S’intégrer depuis l’étranger
Clémence devait passer un an au Québec dans le cadre d’une entente avec son école pour obtenir un baccalauréat. Elle devait partir en septembre 2020 et espère que les cours se donneront en présentiel pour pouvoir venir en janvier 2021.
Malgré tout, elle confesse avoir de la difficulté à suivre. « Ils postent beaucoup de contenus sur Instagram et Facebook, mais je ne regarde pas et je ne me mets pas dedans », explique-t-elle. Le seul aspect culturel qu’elle perçoit est le rapport à l’enseignement et l’attitude ouverte des professeurs.
Il en va de même au niveau intégration et vie sociale. « J’ai eu un seul travail d’équipe : nous sommes tous Français, et 3 sont de mon école. On n’est pas très intégrés avec les autres. Pendant les cours, on ne retrouve pas la même ambiance, et encore moins quand les caméras ne sont pas allumées. Il n’y a pas beaucoup de partage », regrette-t-elle. La distance ferme la porte aux discussions informelles, aux rencontres de groupe plus conviviales. Les cours en ligne n’encouragent pas à s’impliquer davantage.
Rentrée déplacée
Clémence aurait voulu vivre un peu au Québec et faire ses études là-bas. « Si je ne peux pas venir en janvier, j’annulerai mon séjour, car je voulais vraiment venir pour obtenir ce double diplôme français et québécois. Mais je serais très déçue d’avoir eu à suivre des cours à distance pour 3 000 euros », regrette-t-elle.
À défaut de pouvoir acquérir une expérience internationale au Québec, la jeune femme a opté pour l’Allemagne pour vivre une expérience internationale, malgré tout.
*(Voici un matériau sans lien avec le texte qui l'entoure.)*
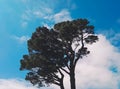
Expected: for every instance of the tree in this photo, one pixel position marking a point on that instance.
(51, 52)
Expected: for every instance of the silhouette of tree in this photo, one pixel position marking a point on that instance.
(51, 52)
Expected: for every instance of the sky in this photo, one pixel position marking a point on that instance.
(19, 19)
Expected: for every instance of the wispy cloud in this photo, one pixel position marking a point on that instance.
(45, 13)
(21, 39)
(63, 15)
(15, 84)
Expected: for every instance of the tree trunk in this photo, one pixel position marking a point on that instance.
(72, 78)
(61, 83)
(62, 86)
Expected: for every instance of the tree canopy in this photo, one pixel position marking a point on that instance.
(51, 52)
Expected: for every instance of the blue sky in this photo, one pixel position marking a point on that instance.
(19, 18)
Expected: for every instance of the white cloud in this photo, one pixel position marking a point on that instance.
(15, 84)
(21, 39)
(100, 69)
(63, 15)
(94, 71)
Elle est toujours inscrite à l’UQAC et suit ses cours à distance, mais elle s’acclimate à la culture allemande et berlinoise.
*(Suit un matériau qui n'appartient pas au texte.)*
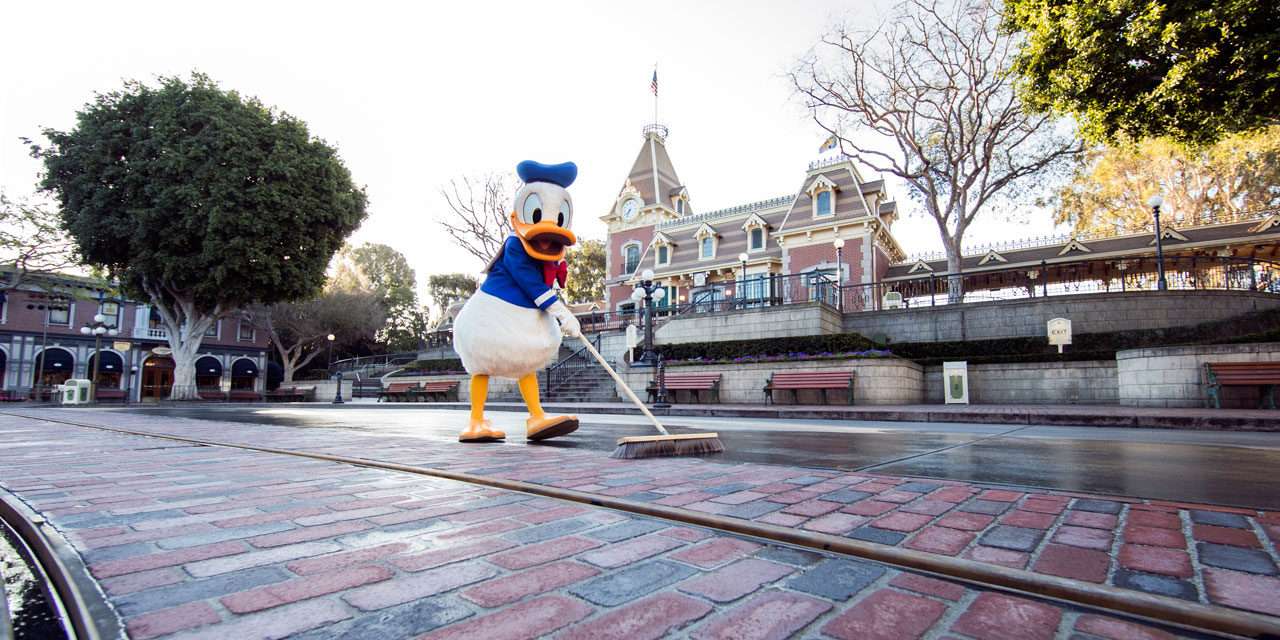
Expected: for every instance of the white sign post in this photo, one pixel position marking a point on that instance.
(1060, 332)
Si elle s’est accommodée comme elle pouvait de sa situation, elle n’en reste pas moins déçue et inquiète pour la suite. En effet, les restrictions imposées par la Covid-19 peuvent être un grand facteur de stress pour les étudiants étrangers qui voudraient tout quitter pour vivre au Québec. Entre l’attente de son permis d’études, l’espoir de pouvoir venir bientôt et l’adaptation aux mesures des universités, certains devront peut-être annuler leur projet.
C’est le cas de Juliette, qui n’a toujours pas de permis d’études, alors qu’elle était censée commencer son échange cet automne en pharmacie à l’UQAC. « Au mois de mars, on m’a appelée pour soit reporter, soit annuler l’admission. J’avais l’option de suivre les cours en ligne, mais à quoi bon rester à Strasbourg pour ne pas suivre les cours de mon université », raconte l’étudiante qui explique annuler toute idée du Québec si elle ne peut pas venir en janvier.